Depois da fraude política, vieram a explosão dos preços represados, o aprofundamento da ruína e vários planos econômicos frustrados. Sobreveio um desastre com cara de abismo: Fernando Collor de Mello.

Paulo Guedes se orgulha de ter sido aluno de Mário Henrique Simonsen antes de "lapidar" seus conhecimentos na Universidade de Chicago. Simonsen costumava dizer que, "em teoria econômica, o que não é óbvio quase sempre é besteira."

Guedes não emburreceu a ponto de desaprender que o congelamento de preços é a pior forma de combater uma inflação de 11,73% acumulada em doze meses.
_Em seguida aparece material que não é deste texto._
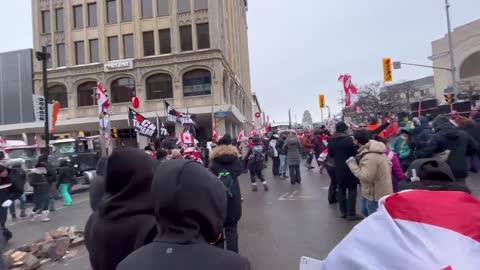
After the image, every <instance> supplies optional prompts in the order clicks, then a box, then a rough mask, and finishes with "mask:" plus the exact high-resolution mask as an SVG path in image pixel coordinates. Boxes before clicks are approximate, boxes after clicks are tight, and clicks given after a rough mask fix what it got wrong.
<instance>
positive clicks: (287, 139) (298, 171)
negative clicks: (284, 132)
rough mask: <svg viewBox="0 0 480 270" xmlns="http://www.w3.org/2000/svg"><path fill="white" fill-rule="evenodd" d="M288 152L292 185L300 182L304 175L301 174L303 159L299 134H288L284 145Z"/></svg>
mask: <svg viewBox="0 0 480 270" xmlns="http://www.w3.org/2000/svg"><path fill="white" fill-rule="evenodd" d="M283 148H284V149H285V152H286V153H287V164H288V168H289V170H290V183H291V184H292V185H295V184H300V183H301V182H302V177H301V175H300V161H301V159H302V154H301V152H302V145H301V144H300V140H299V139H298V136H297V135H296V134H295V133H294V132H292V133H290V135H289V136H288V138H287V140H286V141H285V144H284V146H283Z"/></svg>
Mas o ministro está submetido à logica de uma Brasília. Uma cidade que se parece com a Chicago de Al Capone, não com a sede da célebre universidade.

Nessa Brasília mafiosa, onde o centrão dá as cartas, o que importa é a perspectiva de lucro eleitoral em outubro. Às favas com a explosão que virá em 2023. Mais um pouco e Paulo Guedes dará bom dia à Venezuela.